Un étranger dont on ignore la nationalité a été battu à mort non loin de là, selon des témoins et des services de secours.

Jeudi, des centaines de partisans du régime armés de matraques, de couteaux et certains de pistolets, ont empêché pendant plusieurs heures l'entrée sur la place de renforts ou ravitaillement aux opposants qui y sont retranchés.

L'armée, épine dorsale du régime, surveille sans intervenir. Elle n'est intervenue que rarement pour disperser les protagonistes ou tenter de sauver des personnes agressées.

D'autres partisans du régime, postés sur le pont du 6 octobre, ont lancé des pierres et des bouteilles incendiaires sur les opposants. Des pavés et des bordures en pierre ont été utilisés comme projectiles et des barricades ont été érigées.

Le pouvoir a rejeté les accusations selon lesquelles il a orchestré les violences, montrant du doigt les Frères musulmans, principale force d'opposition.

L'Occident a dénoncé ces attaques. La secrétaire d'État américaine Hillary Clinton a condamné «dans les termes les plus fermes» les agressions contre les journalistes, appelant les forces de sécurité à les protéger. Elle a également appelé à des «négociations sérieuses» immédiates entre le pouvoir et l'opposition «en vue d'une transition pacifique et en bon ordre» en Égypte.

A Berlin, le secrétaire général de l'ONU Ban Ki-moon a jugé «scandaleuse et totalement inacceptable» la répression en Egypte contre les médias et les défenseurs des droits de l'Homme.

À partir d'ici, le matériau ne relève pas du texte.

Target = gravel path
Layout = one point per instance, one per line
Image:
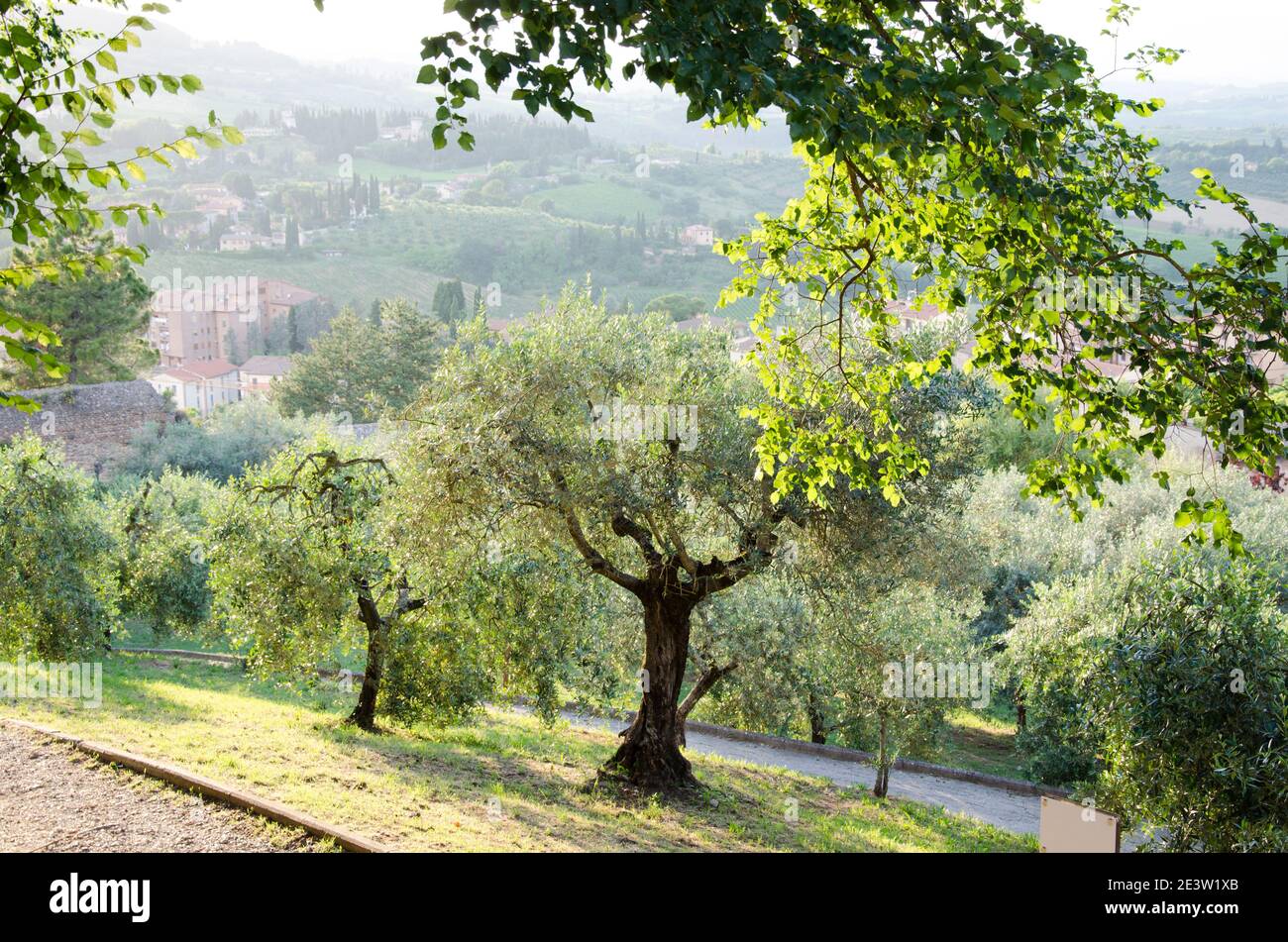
(1009, 809)
(54, 798)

Face à la situation alarmante, les dirigeants occidentaux maintiennent la pression sur M. Moubarak en appelant à une transition immédiate du pouvoir.

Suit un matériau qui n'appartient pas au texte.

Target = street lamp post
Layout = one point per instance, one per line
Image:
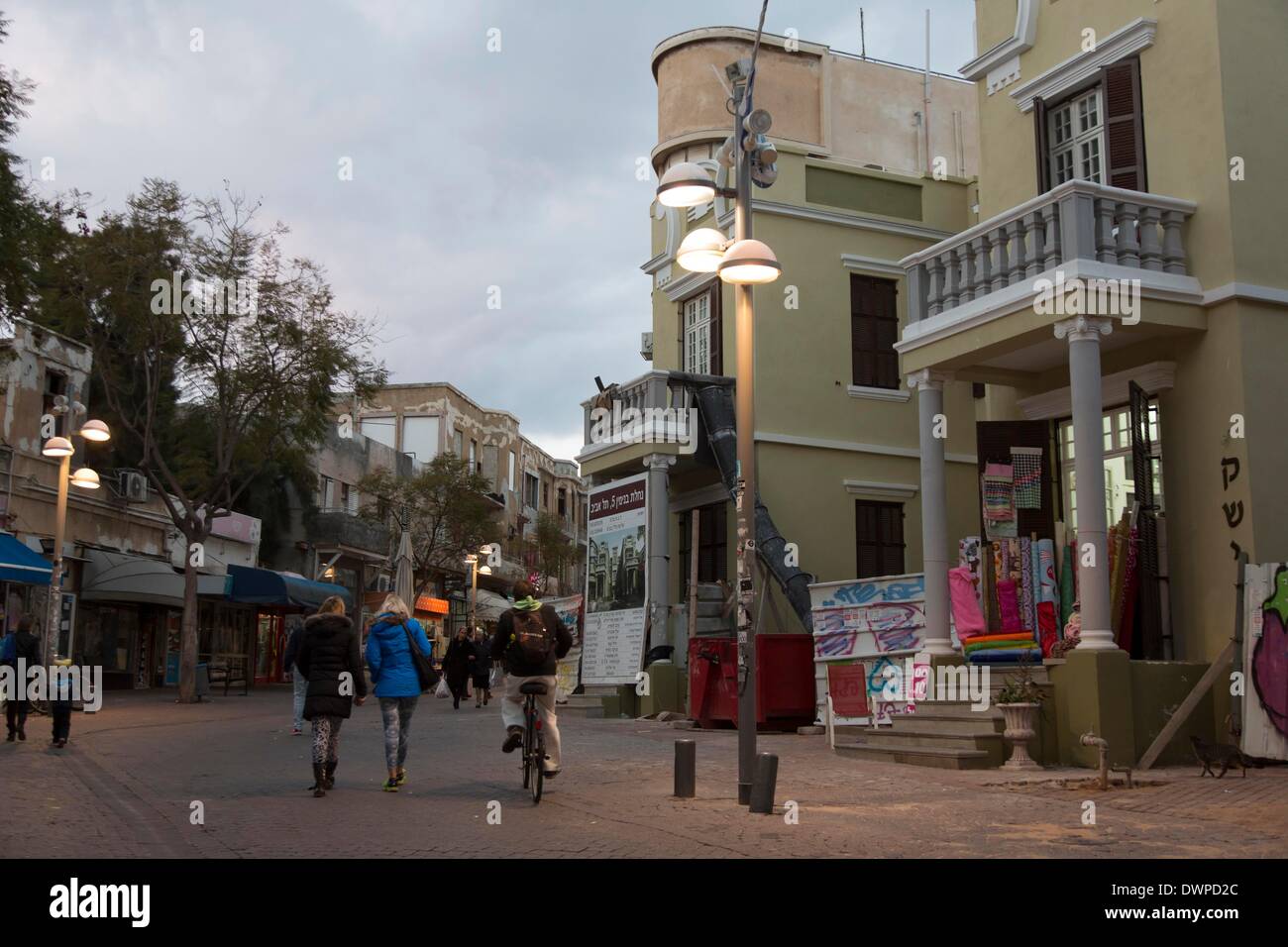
(743, 262)
(85, 478)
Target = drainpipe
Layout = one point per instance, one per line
(1090, 738)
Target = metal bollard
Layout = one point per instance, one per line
(764, 784)
(686, 768)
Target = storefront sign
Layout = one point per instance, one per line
(616, 582)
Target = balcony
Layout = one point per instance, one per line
(996, 269)
(340, 528)
(653, 414)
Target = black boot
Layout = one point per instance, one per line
(318, 781)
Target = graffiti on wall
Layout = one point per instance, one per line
(1270, 654)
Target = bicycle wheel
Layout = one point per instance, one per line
(539, 763)
(527, 744)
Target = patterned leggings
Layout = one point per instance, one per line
(397, 712)
(326, 738)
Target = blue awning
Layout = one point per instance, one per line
(268, 587)
(21, 565)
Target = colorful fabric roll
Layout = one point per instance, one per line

La communauté internationale continue en outre d'aider ses ressortissants à quitter le pays.

Malgré les troubles, le Pentagone a assuré qu'il ne comptait pas cesser ses livraisons d'armes à son allié égyptien. Son soutien militaire annuel se monte à 1,3 milliard de dollars.

Le renseignement américain a alerté l'administration Obama des troubles en Égypte fin 2010, a indiqué jeudi devant le Congrès une responsable du renseignement.

M. Moubarak, 82 ans, est accusé de tous les maux dans ce pays de 83 millions d'habitants -pauvreté, chômage, privation de libertés et régime policier.

Cette vague de contestation sociale et politique sans précédent a déferlé sur l'Égypte depuis le 25 janvier, après la Tunisie qui a vu la fuite du président Zine El Abidine Ben Ali sous la pression de la rue.